J&J to Pay $4.7 Billion in Talc Lawsuit

J&J to Pay $4.7 Billion in Talc Lawsuit (c) GVictoria/Shutterstock
J&J to Pay $4.7 Billion in Talc Lawsuit (c) GVictoria/Shutterstock

A jury in Missouri, USA, has ordered Johnson & Johnson (J&J) to pay nearly $4.7 billion in damages to 22 women who claimed its talc product had caused them to develop ovarian cancer.

The jury initially awarded compensation of $550 million and then added $4.1 billion in punitive damages. Reuters news agency said the figure was the largest so far in the talc litigation.

J&J expressed its deep disappointment in the verdict, saying it was “the product of a fundamentally unfair process that allowed plaintiffs to present a group of 22 women, most of whom had no connection to Missouri, in a single case all alleging that they developed ovarian cancer”. Six of the 22 women represented in the case have died from the cancer.

The company said it would appeal, stating that the “multiple errors present in this latest trial were worse than those in previous trials, which have been reversed”.

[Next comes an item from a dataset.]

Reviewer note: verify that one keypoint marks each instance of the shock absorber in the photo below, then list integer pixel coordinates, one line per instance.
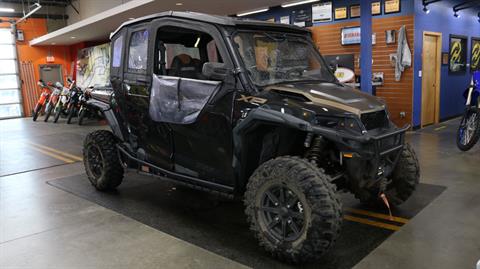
(316, 148)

Earlier this month, the US healthcare giant won its third appeal in Missouri, where the Court of Appeals overturned a lower court’s 2016 judgement. The company has also won two other appeals during the past year: one worth $72 million in Missouri and another $417 million case in California. J&J is currently facing more than 9,000 cases involving the baby powder.